Un triomphe lyrique et théâtral pour l'un des sommets du répertoire romantique.
Dans cette nouvelle production de Eugène Onéguine de Piotr Ilitch Tchaïkovski, donnée au Palais Garnier jusqu’au 27 février, la rencontre entre la musique intemporelle du compositeur russe et une mise en scène profondément humaine installe une expérience théâtrale et musicale d’une rare intensité.
Sous la direction scénique inspirée de Ralph Fiennes, qui signe ici son premier grand opéra, la tragédie intime de Onéguine se révèle d’une profondeur expressive sans concession. La scénographie, élégante et attentive à la vraisemblance historique, sert d’écrin à un drame intérieur subtilement tissé, où les émotions se lisent autant dans les silences que dans les élans lyriques : les éléments scénographiques, sobres mais évocateurs, servent de toile vivante aux passions qui se jouent, tandis que les costumes, à la fois élégants et profondément ancrés dans l’esthétique du XIXᵉ siècle russe, enrichissent l’atmosphère sans jamais distraire de l’essence dramatique.

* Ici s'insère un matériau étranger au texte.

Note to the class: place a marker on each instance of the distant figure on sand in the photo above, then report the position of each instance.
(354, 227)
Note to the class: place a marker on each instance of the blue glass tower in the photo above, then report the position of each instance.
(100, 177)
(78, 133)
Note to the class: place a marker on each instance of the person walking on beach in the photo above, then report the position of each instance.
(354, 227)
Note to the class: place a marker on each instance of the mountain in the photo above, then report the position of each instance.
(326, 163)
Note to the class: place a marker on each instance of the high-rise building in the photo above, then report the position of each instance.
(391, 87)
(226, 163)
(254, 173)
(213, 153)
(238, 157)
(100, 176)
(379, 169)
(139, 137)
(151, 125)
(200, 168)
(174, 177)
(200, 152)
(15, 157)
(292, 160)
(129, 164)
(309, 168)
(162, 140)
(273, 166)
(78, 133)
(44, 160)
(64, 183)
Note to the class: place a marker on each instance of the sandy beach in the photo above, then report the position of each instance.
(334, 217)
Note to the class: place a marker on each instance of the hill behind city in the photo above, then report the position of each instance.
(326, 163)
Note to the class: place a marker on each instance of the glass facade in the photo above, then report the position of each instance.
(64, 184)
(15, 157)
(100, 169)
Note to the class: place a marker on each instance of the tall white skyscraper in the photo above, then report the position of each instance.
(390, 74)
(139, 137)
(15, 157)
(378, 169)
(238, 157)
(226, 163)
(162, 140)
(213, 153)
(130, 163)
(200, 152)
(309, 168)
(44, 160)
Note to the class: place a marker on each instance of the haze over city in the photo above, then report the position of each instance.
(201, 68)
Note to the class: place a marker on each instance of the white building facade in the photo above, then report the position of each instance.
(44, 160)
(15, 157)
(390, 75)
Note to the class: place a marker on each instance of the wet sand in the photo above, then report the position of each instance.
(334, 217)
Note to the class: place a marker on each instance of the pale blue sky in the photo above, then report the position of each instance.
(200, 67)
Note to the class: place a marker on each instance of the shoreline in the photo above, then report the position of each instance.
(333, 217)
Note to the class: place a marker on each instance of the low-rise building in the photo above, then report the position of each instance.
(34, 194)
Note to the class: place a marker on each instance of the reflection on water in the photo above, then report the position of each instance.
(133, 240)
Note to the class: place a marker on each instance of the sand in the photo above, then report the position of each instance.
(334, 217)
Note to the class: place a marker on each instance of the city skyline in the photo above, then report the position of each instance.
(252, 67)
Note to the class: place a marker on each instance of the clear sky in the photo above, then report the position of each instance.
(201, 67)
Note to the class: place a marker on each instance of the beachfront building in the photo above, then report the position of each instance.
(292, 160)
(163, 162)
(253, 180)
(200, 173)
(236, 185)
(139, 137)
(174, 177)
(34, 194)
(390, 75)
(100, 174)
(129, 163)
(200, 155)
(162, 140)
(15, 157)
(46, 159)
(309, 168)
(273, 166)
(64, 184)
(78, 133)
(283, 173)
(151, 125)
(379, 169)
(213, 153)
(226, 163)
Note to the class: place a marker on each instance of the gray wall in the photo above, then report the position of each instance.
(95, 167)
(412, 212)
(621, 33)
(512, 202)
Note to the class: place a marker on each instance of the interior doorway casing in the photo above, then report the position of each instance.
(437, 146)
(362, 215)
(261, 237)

Le plateau vocal est exceptionnel. Ruzan Mantashyan incarne une Tatiana à la fois fragile et résolue, offrant une incarnation vocale d’une maturité bouleversante. Bogdan Volko en Lensky émeut par la pureté et la sincérité de son chant, notamment dans son aria tragique du duel. Boris Pinkhasovich compose un Onéguine d’une complexité troublante, mêlant noblesse froide et regret tardif de manière magistrale.
La direction musicale, confiée à Semyon Bychkov, enveloppe l’ensemble d’un flux orchestral somptueux, révélant toutes les délicates couleurs de la partition de Tchaïkovski et créant une tension émotionnelle parfaitement intégrée au drame vocal.
Le spectacle séduit par sa capacité à conjuguer l’exigence dramatique d’un grand théâtre lyrique avec une articulation claire des sentiments humains : amour, fierté, regret et mélancolie prennent corps dans une forme pleinement accomplie. Cette production se présente comme un moment de théâtre musical rare, mêlant puissance vocale et profondeur psychologique, rappelant à quel point Onéguine demeure l’un des sommets du répertoire romantique.